As an outsider i feel that the whole devops thing has come from a few web people spinning up some slapdash service using AWS etc and call it a day. Then something breaks and it is firefighting from that day onwards.
I wonder if one can draw parallels to the BYOD thing.
In both senses it seems to boil down to someone bypassing the IT admins because their manager wants to see results ASAP, and IT is going "sorry, budget and/or regulations says we can't at this time".
It seems to have stemmed from Ops teams saying "What can we do let dev teams build what they want, but in a way we can support it"
e.g. - a system needs an entry in the /etc/hosts file (a bad example I know, but a nice simple one for the basic use case)
old method: Dev files a Jira ticket, and the Ops team make it part of their golden images for production.
new method: Dev makes a change in the Config Management DB. Gets reviewed by a member of Ops, who either approves, or makes a suggestion to change it. Change gets tested against staging, then merged, and the system gets updated.
Ops know what the system needs, Dev knows how long it will take, and has an understanding of how it is deployed in real life.
My view is slightly different. I see the rise of DevOps as coming from realizations about how modern applications are structured and how that's incompatible with the way operations used to be done. Think standard n-tier architecture vs a micro-services architecture that auto-scales depending on load.

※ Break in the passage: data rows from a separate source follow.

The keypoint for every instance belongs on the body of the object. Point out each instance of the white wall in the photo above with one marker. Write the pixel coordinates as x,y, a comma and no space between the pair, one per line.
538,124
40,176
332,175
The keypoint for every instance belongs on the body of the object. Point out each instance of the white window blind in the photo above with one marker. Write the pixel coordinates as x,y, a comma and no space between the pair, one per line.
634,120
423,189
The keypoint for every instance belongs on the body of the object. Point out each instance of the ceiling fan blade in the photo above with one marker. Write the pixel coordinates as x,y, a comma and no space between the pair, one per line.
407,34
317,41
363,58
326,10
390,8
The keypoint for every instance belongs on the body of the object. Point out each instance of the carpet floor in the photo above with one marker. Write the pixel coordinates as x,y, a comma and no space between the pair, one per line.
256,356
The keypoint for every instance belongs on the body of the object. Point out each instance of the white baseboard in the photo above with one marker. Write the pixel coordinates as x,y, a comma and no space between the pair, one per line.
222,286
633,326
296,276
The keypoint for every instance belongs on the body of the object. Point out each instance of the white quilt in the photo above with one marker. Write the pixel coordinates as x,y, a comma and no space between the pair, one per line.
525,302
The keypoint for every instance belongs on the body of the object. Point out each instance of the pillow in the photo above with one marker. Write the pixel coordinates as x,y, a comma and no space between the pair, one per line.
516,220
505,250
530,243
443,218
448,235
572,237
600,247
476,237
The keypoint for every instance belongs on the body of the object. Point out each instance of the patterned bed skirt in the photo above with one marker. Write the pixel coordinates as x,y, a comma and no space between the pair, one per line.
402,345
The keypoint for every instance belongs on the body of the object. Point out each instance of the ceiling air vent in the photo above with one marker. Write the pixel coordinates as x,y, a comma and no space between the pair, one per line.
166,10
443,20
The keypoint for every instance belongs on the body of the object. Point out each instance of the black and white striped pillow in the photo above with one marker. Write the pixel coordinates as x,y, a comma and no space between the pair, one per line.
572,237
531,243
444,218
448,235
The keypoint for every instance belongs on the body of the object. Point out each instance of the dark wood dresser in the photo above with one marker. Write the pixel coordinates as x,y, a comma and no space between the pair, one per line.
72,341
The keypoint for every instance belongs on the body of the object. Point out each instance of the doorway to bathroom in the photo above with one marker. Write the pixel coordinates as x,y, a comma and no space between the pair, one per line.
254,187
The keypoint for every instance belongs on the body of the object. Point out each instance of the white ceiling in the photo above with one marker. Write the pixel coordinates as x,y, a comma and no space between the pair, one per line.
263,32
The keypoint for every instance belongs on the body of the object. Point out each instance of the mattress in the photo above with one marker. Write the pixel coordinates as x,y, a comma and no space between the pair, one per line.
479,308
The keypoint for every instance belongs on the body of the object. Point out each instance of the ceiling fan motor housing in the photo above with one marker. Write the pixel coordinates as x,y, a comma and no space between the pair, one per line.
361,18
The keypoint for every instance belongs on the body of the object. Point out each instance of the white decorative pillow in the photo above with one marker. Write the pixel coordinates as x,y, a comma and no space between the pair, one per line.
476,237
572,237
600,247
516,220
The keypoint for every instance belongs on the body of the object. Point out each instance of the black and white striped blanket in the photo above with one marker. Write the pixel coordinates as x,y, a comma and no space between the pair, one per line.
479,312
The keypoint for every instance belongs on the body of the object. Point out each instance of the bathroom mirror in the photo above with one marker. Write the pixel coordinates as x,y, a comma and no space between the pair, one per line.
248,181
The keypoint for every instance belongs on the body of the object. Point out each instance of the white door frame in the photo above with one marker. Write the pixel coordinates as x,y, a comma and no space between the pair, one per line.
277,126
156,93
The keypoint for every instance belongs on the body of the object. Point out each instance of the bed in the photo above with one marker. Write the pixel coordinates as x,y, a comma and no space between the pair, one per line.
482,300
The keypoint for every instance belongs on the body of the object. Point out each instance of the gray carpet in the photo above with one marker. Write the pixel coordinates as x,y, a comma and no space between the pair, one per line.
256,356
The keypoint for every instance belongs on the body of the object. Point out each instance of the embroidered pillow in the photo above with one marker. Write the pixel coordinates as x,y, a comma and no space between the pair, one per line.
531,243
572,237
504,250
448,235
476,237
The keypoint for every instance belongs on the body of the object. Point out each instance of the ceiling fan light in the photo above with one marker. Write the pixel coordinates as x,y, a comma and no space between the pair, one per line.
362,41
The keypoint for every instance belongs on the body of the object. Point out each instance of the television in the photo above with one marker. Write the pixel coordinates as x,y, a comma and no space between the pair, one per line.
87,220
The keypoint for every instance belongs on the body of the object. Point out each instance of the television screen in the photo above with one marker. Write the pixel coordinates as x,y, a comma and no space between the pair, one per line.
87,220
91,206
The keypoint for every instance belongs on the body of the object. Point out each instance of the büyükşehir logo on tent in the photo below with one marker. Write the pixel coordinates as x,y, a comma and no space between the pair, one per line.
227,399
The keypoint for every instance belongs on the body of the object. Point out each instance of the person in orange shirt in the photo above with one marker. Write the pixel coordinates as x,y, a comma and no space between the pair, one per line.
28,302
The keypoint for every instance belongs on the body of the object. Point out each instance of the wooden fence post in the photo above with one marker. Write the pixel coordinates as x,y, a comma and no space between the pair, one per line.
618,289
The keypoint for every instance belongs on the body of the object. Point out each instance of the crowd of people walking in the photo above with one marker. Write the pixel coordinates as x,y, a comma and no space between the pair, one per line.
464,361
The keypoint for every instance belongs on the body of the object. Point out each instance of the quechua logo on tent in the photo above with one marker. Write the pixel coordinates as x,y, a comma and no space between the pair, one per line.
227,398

Applications used to run on a fairly static number of instances that were maintained by an operations team. When more capacity was needed, operations would provision new machines. But now, especially with the increasing shift toward the cloud, infrastructure is seen more as something that's created programmatically, or even in response to events (load or otherwise) in the network. It's a powerful conceptual shift to think of infrastructure as something that isn't physical, but is more ephemeral. Just like a process on a server may die, a server on a cloud hosting platform may die. But you can engineer for failure at the infrastructure level the same way that you'd engineer for failure at the system level.

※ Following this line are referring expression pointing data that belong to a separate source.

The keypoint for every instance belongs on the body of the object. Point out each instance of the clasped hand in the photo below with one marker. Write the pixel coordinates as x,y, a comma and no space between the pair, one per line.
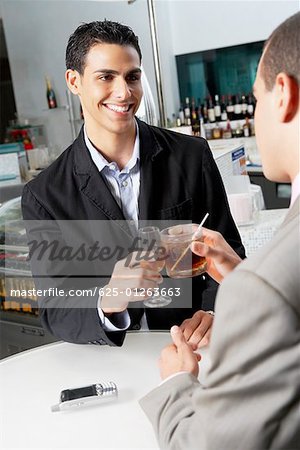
132,283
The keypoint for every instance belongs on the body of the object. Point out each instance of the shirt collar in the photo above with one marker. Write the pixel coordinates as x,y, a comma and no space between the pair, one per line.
101,162
295,189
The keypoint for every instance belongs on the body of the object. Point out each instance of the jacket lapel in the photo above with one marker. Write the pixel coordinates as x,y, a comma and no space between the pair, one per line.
149,149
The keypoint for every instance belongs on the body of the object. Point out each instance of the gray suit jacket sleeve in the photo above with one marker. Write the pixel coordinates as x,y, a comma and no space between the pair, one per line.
252,391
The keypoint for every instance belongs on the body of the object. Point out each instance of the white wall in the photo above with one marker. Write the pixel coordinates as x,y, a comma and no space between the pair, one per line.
37,32
202,25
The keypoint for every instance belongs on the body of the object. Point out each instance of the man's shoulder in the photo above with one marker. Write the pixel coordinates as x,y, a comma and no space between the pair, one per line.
55,169
277,262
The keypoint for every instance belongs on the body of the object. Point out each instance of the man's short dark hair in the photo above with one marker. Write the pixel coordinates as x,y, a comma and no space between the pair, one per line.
282,52
89,34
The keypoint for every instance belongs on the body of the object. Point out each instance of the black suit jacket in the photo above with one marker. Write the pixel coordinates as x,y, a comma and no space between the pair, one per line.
179,180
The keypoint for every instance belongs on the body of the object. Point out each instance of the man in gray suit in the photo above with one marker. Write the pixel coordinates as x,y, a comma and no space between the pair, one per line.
252,392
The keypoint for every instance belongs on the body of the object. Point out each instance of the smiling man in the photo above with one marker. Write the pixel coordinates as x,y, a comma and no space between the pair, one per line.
120,169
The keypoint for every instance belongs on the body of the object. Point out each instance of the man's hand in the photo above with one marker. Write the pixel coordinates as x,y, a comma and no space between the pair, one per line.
129,283
197,330
178,357
221,258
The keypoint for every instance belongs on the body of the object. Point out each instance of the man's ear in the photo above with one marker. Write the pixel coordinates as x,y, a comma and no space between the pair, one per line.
73,81
287,97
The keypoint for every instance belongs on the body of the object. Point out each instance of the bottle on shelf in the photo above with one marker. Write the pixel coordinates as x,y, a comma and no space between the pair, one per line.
247,128
239,131
250,106
181,114
217,109
173,124
223,109
211,111
227,133
195,119
51,99
187,112
237,108
205,111
229,107
202,127
81,113
244,106
217,132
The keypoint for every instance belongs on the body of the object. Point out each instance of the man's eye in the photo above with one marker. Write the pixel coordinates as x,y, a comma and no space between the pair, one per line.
133,78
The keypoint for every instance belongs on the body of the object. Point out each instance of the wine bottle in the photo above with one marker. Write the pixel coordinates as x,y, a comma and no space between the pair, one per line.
211,111
247,128
244,106
50,95
250,107
227,133
187,111
205,111
223,109
181,114
237,108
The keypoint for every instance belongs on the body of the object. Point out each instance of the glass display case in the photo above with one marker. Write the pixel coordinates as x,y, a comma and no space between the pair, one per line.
20,327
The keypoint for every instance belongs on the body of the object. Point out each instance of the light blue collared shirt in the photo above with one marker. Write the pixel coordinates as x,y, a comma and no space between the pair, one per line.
123,184
125,188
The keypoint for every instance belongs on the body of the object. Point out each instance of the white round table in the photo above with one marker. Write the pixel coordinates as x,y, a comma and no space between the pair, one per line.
30,383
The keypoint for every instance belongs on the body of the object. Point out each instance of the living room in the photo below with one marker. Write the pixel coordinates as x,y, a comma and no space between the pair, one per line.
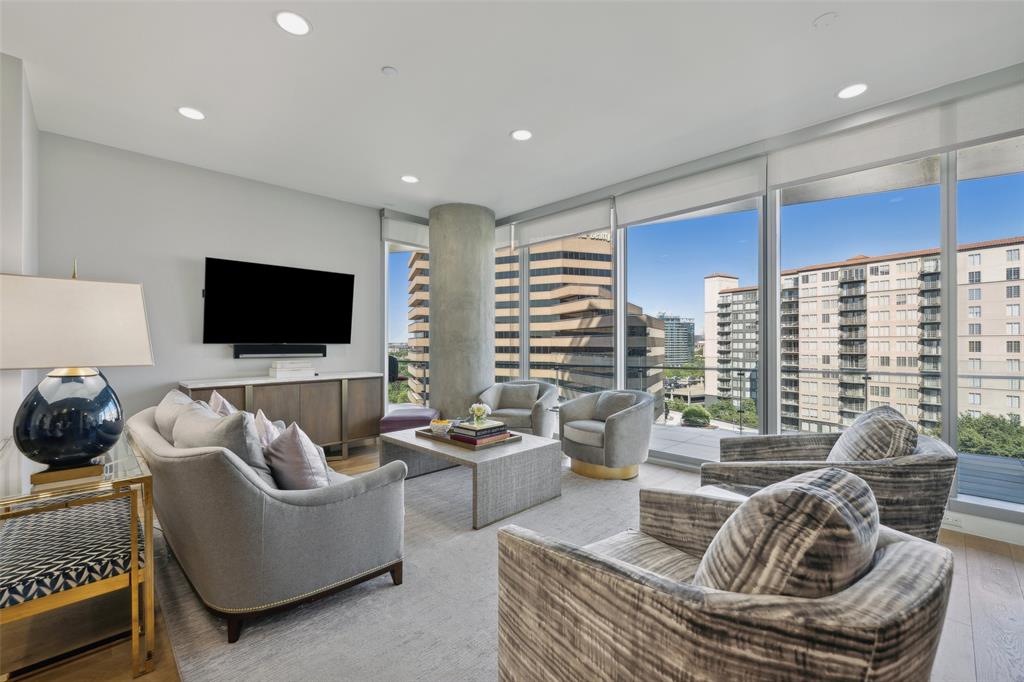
518,340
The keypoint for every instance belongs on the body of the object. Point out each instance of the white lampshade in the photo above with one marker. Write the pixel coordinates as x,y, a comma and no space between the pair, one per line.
47,323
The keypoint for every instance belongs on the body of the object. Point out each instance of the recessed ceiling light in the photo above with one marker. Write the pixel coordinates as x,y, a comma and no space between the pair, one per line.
824,20
293,24
851,91
192,113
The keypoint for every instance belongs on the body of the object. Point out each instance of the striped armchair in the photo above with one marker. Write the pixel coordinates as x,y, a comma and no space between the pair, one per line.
910,491
625,608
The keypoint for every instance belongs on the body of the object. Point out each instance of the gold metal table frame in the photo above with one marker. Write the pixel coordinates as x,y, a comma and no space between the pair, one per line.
123,477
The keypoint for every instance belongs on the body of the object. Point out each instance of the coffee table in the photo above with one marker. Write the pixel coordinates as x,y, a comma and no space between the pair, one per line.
507,478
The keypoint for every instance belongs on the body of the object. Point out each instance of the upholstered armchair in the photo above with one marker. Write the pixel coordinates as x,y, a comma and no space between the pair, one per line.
911,491
523,406
625,607
607,434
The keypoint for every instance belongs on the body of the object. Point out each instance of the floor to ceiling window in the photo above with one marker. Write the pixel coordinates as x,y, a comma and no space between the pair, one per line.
989,265
571,313
692,296
408,325
860,321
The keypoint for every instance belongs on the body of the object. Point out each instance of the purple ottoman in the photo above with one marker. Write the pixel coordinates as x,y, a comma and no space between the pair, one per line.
408,417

With this change, you can no longer rely on a fleet of sysadmins to manage everything for you. Instead, you rely on scripting everything..."Infrastructure as Code." You create recipes to create each and every part of your infrastructure and tools to orchestrate everything. Gone are the days where you actually ssh to boxes in a terminal...there are far too many boxes to make this practical. Instead, ssh becomes the protocol that your orchestration uses to communicate with its fleet of machines. Things are much more dynamic and you start to view your infrastructure more holistically rather than as a collection of individual machines.
Once you've started to think this way, you realize that neither the traditional development mindset or the traditional operations mindset work in isolation. You need to meld the two together so that operations understands better how to automate everything and development understands more about the environment in which their code will run.

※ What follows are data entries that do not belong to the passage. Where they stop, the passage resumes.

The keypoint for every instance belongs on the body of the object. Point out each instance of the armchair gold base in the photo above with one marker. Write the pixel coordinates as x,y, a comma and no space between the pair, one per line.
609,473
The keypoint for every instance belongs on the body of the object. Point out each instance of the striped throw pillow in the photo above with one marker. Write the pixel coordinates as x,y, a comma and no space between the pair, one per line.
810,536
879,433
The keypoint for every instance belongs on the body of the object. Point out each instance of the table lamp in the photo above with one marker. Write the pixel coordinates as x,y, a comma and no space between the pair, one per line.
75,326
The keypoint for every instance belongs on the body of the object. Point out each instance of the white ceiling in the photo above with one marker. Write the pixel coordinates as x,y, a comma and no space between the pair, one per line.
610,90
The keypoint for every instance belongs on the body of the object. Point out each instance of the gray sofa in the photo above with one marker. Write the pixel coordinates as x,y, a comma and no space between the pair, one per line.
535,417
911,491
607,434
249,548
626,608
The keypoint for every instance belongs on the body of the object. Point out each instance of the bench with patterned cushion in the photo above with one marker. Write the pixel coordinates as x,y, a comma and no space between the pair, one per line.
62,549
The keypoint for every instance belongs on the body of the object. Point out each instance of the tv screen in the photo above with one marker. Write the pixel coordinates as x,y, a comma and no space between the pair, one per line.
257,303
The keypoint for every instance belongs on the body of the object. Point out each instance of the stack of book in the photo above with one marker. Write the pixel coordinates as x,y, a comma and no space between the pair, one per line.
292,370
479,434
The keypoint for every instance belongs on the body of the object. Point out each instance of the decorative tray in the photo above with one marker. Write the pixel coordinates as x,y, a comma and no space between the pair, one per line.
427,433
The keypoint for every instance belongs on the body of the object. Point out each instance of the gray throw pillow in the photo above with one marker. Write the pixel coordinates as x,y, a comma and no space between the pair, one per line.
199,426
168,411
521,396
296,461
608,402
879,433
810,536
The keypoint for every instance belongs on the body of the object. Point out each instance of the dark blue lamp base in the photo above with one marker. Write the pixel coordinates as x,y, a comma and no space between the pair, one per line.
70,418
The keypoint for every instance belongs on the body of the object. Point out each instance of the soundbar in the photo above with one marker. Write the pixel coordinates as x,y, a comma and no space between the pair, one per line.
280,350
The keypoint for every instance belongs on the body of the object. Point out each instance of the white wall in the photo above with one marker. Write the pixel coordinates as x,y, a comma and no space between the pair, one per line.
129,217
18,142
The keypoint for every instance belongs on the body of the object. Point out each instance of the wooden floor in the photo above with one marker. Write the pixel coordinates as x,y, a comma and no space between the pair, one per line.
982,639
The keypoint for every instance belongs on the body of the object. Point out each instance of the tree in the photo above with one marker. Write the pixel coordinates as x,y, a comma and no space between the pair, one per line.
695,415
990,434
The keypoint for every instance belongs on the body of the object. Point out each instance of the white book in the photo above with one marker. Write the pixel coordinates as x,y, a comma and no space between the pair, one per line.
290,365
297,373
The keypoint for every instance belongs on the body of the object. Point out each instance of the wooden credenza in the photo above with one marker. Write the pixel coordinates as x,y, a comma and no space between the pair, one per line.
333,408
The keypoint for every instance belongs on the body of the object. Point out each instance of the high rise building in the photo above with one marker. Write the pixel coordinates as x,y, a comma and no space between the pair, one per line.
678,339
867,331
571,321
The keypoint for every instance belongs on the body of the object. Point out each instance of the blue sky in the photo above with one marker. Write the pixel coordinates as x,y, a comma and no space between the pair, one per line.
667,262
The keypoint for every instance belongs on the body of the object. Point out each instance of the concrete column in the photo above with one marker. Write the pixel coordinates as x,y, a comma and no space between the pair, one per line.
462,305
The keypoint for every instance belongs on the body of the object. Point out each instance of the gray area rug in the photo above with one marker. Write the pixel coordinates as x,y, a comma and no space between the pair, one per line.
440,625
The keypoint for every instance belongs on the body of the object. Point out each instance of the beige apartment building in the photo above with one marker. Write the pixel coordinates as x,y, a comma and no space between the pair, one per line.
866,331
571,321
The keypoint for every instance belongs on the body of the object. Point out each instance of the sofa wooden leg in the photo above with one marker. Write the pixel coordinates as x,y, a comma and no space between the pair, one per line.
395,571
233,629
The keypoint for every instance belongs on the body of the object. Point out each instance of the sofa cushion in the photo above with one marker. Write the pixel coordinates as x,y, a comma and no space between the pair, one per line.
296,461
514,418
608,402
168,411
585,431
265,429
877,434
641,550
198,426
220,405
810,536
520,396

What you describe is coping with situations of high infrastructure complexity and unreliability (many servers, moving and failed servers, etc.) by adopting advanced scripting and more abstract and sophisticated administration tools.
It is an interesting technology trend, but I fail to see any significant social and organizational aspects beyond demanding everyone to be more competent.
I wonder if one can draw parallels to the BYOD thing.
In both senses it seems to boil down to someone bypassing the IT admins because their manager wants to see results ASAP, and IT is going "sorry, budget and/or regulations says we can't at this time".